Proteins: All You Need to Know
Protein is a macro nutrient and plays several essential roles. For iron health and energy boost, here is how to adapt your diet with proteins, according to your age. Decryption in this article.
Proteins, what are they?
Proteins are the main structural components of all cells in the human body.
Proteins are chains of amino acids that can enter into the composition:
- muscles ;
- skin ;
- nails ;
- hairs ;
- some blood.
Proteins are also the basis of many hormones, enzymes and antibodies and are necessary for the growth, repair and defense of tissues in the human body.

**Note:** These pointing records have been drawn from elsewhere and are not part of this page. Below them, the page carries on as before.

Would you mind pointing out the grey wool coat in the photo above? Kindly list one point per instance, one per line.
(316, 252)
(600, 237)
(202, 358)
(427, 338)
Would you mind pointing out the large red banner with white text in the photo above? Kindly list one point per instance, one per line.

Characteristics of proteins
Proteins have many characteristics, they are:
- macronutrients essential for life;
- made up of amino acids, essential or not, which define the quality of the protein;
- in food, there are animal proteins and vegetable proteins;
- have many roles in the body (enzyme, transport, tissue structure, etc.);
Indeed, protein needs change over the course of our lives.
Why eat protein-rich foods?
Energy role
Protein provides energy, or 4 calories per gram. Like lipids and carbohydrates, proteins are essential macronutrients for the body.
C-reactive protein, a marker of inflammation
C-reactive protein (or CRP) is a protein synthesized by the liver during inflammation.
The CRP assay is very common during a blood test, it allows you to see if the body is facing an attack.
Sources of essential amino acids
There are more than 20 natural amino acids found in dietary proteins.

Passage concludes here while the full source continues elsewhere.